Wie unterschiedlich Männer und Frauen diese Realität wahrnehmen, zeigt auch die aktuelle Studie von weconomy, PwC Österreich und Ketchum: Während jeder zweite Mann findet, dass bereits genug für Gleichstellung getan wurde, klagen zwei Drittel der Frauen über das Gegenteil. Besonders bemerkenswert: 51 Prozent der Männer fühlen sich durch Frauenförderung mittlerweile sogar benachteiligt.
Das war übrigens in Spanien bis vor wenigen Jahren kaum anders. Und weil die Österreicher *innen in diesem Punkt wahrscheinlich deutlich mehr Herzensspanier als Herzensisländer (wo partnerschaftliche Karenz ein alter Hut ist) sind, lohnt sich ein Blick dorthin.
Bevor Spanien 2021 eine voll bezahlte, nicht auf Mütter übertragbare 16-Wochen-Karenz für Väter eingeführt hat, gingen dort gerade einmal zwei Prozent der Männer in Karenz. Ab Juli 2025 wurde diese Regelung sogar auf 19 Wochen ausgeweitet. Seither schöpfen 80 Prozent der Väter ihre gesamte Elternzeit aus – und es gibt kein Rechtfertigungsproblem mehr gegenüber Gesellschaft und Arbeitgebern.
Engagierte Väter als gesellschaftliche Sonderlinge
Das Schöne an der Geschichte ist, dass sie so viele Gewinner kennt: Väter bauen von Anfang an engere Beziehungen zu ihren Kindern auf. Der Gender Pay Gap verringerte sich. Die Teilzeitquote von Frauen sank deutlich stärker als etwa in Österreich oder Deutschland. Manche Studien zeigen sogar, dass Männer, die mehr Zeit mit ihren Kindern verbringen, langfristig gesünder sind als jene, deren Leben fast ausschließlich um Arbeit kreist.
Und natürlich profitiert auch die Wirtschaft.
Der deutsche Ökonom Marcel Fratzscher vom Deutschen Institut für Wirtschaftsforschung formulierte diese Woche ganz klar: Durch den hohen Anteil an Frauen in Teilzeit bleibe wirtschaftlich „ein riesiges Potenzial ungenutzt“. Mehr weibliche Erwerbsbeteiligung wäre nicht nur ein wirksames Mittel gegen den Fachkräftemangel, sondern auch eines der stärksten Instrumente zur Stabilisierung der Pensionssysteme in den kommenden Jahrzehnten.

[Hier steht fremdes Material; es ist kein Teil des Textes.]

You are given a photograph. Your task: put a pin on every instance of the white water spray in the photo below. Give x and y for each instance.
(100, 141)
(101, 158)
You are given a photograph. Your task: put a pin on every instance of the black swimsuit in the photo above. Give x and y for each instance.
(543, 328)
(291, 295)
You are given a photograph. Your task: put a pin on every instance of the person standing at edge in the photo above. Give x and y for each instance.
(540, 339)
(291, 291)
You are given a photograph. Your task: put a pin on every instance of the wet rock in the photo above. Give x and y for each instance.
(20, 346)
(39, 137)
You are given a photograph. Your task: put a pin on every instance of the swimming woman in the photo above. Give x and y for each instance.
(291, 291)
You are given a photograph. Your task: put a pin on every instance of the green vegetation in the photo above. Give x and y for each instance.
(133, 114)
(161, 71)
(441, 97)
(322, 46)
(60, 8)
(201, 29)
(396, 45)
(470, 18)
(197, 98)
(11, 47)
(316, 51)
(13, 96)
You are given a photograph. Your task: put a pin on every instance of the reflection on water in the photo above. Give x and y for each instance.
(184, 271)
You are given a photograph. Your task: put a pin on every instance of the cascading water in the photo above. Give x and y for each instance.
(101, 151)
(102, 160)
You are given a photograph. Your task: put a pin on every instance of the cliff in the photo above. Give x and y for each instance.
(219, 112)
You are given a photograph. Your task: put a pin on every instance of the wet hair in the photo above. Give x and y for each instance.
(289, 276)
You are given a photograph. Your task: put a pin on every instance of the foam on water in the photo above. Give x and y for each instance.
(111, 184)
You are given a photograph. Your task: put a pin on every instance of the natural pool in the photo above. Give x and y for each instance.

Dabei wäre die Sache gar nicht kompliziert. Man müsste bloß endlich aufhören, engagierte Väter als gesellschaftliche Sonderlinge zu behandeln. Genau darin liegt nämlich der Denkfehler: Dass wir Väterkarenz bis heute wie ein Nebenthema behandeln – obwohl sie längst darüber mitentscheidet, wie wettbewerbsfähig, wohlhabend und innovationsstark eine Gesellschaft ist.